C’étoit une grosse petite personne aussi vive qu’on en ait jamais vû. J’étois sans doute le premier amant qui eût rendu hommage à ses attraits, et peut-être n’espéroit-elle pas en trouver un second. Elle saisissoit, comme on dit, l’occasion aux cheveux. Quoiqu’il en soit, la colere et la jalousie peintes dans les yeux, et outrée de la façon dont je l’avois quittée pour courir chez la Princesse Rosebelle, elle vint elle-même m’y chercher, comme une conquête qui lui appartenoit, ou comme un esclave échappé de sa chaîne.

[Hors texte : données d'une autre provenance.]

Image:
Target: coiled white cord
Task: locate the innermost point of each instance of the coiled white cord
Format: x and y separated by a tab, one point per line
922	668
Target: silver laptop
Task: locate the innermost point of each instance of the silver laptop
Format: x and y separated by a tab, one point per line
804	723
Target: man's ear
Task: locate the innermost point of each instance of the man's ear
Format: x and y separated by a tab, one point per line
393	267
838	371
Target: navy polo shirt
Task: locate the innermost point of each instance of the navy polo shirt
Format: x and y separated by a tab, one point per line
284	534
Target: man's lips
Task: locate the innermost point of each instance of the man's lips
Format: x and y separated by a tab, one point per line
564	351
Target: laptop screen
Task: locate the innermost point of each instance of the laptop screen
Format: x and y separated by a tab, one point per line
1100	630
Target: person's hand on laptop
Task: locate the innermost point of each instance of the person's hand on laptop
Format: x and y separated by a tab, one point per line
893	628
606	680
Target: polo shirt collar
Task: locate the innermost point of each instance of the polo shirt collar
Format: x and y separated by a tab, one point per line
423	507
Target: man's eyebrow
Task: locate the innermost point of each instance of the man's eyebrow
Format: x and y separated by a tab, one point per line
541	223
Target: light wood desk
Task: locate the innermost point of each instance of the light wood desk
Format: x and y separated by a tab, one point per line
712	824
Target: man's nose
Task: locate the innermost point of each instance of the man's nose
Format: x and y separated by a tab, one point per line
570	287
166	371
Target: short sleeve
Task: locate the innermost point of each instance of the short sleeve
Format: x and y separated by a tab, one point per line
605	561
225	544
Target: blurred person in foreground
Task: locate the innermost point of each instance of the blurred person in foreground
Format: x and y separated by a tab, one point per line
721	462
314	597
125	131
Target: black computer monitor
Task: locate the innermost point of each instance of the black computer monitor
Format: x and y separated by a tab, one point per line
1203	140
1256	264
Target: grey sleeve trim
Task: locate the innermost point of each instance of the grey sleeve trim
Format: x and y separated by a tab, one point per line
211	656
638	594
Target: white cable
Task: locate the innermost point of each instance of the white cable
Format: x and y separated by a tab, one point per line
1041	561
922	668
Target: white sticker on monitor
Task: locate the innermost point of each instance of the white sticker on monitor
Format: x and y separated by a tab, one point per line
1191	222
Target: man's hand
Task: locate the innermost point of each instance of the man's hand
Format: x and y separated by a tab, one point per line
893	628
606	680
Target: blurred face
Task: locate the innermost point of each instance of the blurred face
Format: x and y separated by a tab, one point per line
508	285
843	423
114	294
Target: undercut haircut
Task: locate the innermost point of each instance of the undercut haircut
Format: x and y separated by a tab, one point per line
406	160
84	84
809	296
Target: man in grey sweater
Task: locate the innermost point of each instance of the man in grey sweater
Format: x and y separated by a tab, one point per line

Elle débuta par des reproches fort vifs, auxquels je ne sçus que répondre. Ses reproches s’attendrirent insensiblement, jusqu’à m’appeller petit volage, et à me faire espérer un pardon facile ; augmentation d’embarras de ma part, et tout ce que je pus faire, fut de marmoter entre mes dents un mauvais compliment qu’elle n’entendit pas. Cependant Rosebelle soûrioit d’un air malin, et le Prince Zazaraph gardoit moins de mesures. Rigriche s’en apperçut, et voyant que je ne marquois de mon côté aucune disposition à réparer ma faute, elle fit bien-tôt succeder aux douceurs des injures si atroces, que je n’eus d’autre parti à prendre que de lui céder la place. Elle se retira à son tour, le cœur gonflé de dépit ; et comme je n’y sçavois point de remede, nous oubliâmes sans peine cette scene comique, pour nous disposer à partir tous ensemble le lendemain. Je témoignai sur cela quelque inquiétude, parce que je n’avois point d’équippage ; mais le prince m’assura que je ne devois pas m’en mettre en peine, parce que c’étoit l’usage de la Romancie, de fournir gratuitement aux princes qui y avoient habité, tout ce qui leur étoit nécessaire en ces occasions, et que j’aurois lieu d’être satisfait. En effet, nous étant levés le lendemain avec l’aurore, nous trouvâmes des équipages tout prêts, et tels que la Romancie seule en peut fournir.